A total of 135 people were killed in the first week of a fragile truce in Syria in areas covered by the cessation of hostilities agreement, according to a monitoring group.
The Syrian Observatory for Human Rights (SOHR) said on Saturday that at least 45 “rebel and Islamic” fighters, and 32 civilians, including seven children, were among the dead.
In the period between February 27 and March 5, at least 25 soldiers fighting for the government of President Bashar al-Assad were also killed as well as 27 fighters with the Syrian Kurdish Forces.
SOHR said that in areas not covered by the ceasefire, which came into force on February 27, 552 people were killed.
Britain-based SOHR monitors the country’s five-year-old civil war, which overall has killed more than 270,000 people and displaced millions.
While the death toll during the ceasefire was significant, there has been an overall reduction of violence which has also allowed more aid packages to be delivered.
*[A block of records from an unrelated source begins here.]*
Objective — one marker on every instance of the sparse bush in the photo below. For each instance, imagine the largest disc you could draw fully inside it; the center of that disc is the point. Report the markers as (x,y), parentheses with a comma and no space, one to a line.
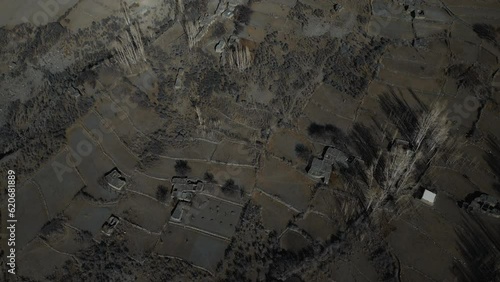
(230,188)
(209,177)
(181,167)
(161,193)
(302,152)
Humanitarian aid on Friday reached areas near the Syrian capital, Damascus, where fighting has been going on between rebels and government forces, but opposition groups said not enough assistance was getting through.
Taking advantage of the let-up in hostilities, a convoy of food and other supplies for 20,000 people left Damascus for the Eastern Ghouta district to the east, said Jens Laerke, spokesman for the UN Office for the Coordination of Humanitarian Affairs.
The UN estimates that there are almost 500,000 people living under siege in Syria, out of a total 4.6 million who are hard to reach with aid.
Elsewhere, buoyed by the ceasefire, protesters in opposition-held areas took to the streets for the first time in years to demonstrate against the regime under the slogan “The Revolution Continues!”
Waving the three-starred tricolour flag that has become the uprising’s emblem, demonstrators in opposition held areas of Aleppo, Damascus, Deraa and Homs called for President Assad’s downfall.
Looking ahead, global foreign ministers – having cautiously praised “real progress” of the ceasefire, said the focus now was on convincing all parties to return to UN-brokered peace talks in Switzerland tentatively set for next Wednesday.
“We want a speedy resumption of the negotiations in Geneva, but two conditions must be fulfilled: access for all Syrians to humanitarian aid, and full respect of the ceasefire,” Jean-Marc Ayrault, French foreign minister, said at a meeting in Paris on Friday held to discuss the truce.